From: Tom Lane <tgl(at)sss(dot)pgh(dot)pa(dot)us>
To: "Jim C(dot) Nasby" <jim(at)nasby(dot)net>
Cc: Junji TERAMOTO <teramoto(dot)junji(at)lab(dot)ntt(dot)co(dot)jp>, pgsql-hackers(at)postgresql(dot)org, Jan Wieck <JanWieck(at)Yahoo(dot)com>
Subject: Re: Vertical Partitioning with TOAST
Date: 2005-12-08 05:59:47
Message-ID: 7027.1134021587@sss.pgh.pa.us
Views: Raw Message | Whole Thread | Download mbox | Resend email
Lists: pgsql-hackers

"Jim C. Nasby" <jim(at)nasby(dot)net> writes:
> This seems like a useful feature to add, allowing for easy built-in
> verticle partitioning. Are there issues with the patch as-is?

Other than the ones mentioned by the poster?
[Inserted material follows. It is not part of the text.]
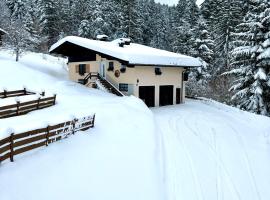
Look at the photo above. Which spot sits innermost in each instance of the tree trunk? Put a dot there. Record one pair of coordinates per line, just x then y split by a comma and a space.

It seemed to me more like a not-too-successful experiment than something
ready for application. If you take the viewpoint that this is just
another TOAST storage strategy, I think it's pretty useless. A large
field value is going to get toasted anyway with the regular strategy,
and if your column happens to contain some values that are not large,
forcing them out-of-line anyway is simply silly. (You could make a case
for making the threshold size user-controllable, but I don't see the
case for setting the threshold to zero, which is what this amounts to.)

The poster was not actually suggesting applying it in the form of a
force-external TOAST strategy; he was using this as a prototype to try
to interest people in the idea of out-of-line storage mechanisms with
lower overhead than TOAST. But that part is all speculation not code.

Personally, I'd rather look into whether we couldn't speed up TOAST
without changing any of its basic assumptions. The current
implementation isn't awful, but it was built to allow the existing table
and index mechanisms to be re-used for TOAST data. Now that we know for
certain TOAST is a good idea, it would be reasonable to take a second
look at whether we could improve the performance with another round of
implementation effort.

regards, tom lane


From: "Jim C(dot) Nasby" <jim(at)nasby(dot)net>
To: Tom Lane <tgl(at)sss(dot)pgh(dot)pa(dot)us>
Cc: Junji TERAMOTO <teramoto(dot)junji(at)lab(dot)ntt(dot)co(dot)jp>, pgsql-hackers(at)postgresql(dot)org, Jan Wieck <JanWieck(at)Yahoo(dot)com>
Subject: Re: Vertical Partitioning with TOAST
Date: 2005-12-08 07:34:23
Message-ID: 20051208073423.GP16053@nasby.net
Views: Raw Message | Whole Thread | Download mbox | Resend email
Lists: pgsql-hackers

On Thu, Dec 08, 2005 at 12:59:47AM -0500, Tom Lane wrote:
> "Jim C. Nasby" <jim(at)nasby(dot)net> writes:
> > This seems like a useful feature to add, allowing for easy built-in
> > verticle partitioning. Are there issues with the patch as-is?
>
> Other than the ones mentioned by the poster?
>
> It seemed to me more like a not-too-successful experiment than something
> ready for application. If you take the viewpoint that this is just
> another TOAST storage strategy, I think it's pretty useless. A large
> field value is going to get toasted anyway with the regular strategy,
> and if your column happens to contain some values that are not large,
> forcing them out-of-line anyway is simply silly. (You could make a case
> for making the threshold size user-controllable, but I don't see the
> case for setting the threshold to zero, which is what this amounts to.)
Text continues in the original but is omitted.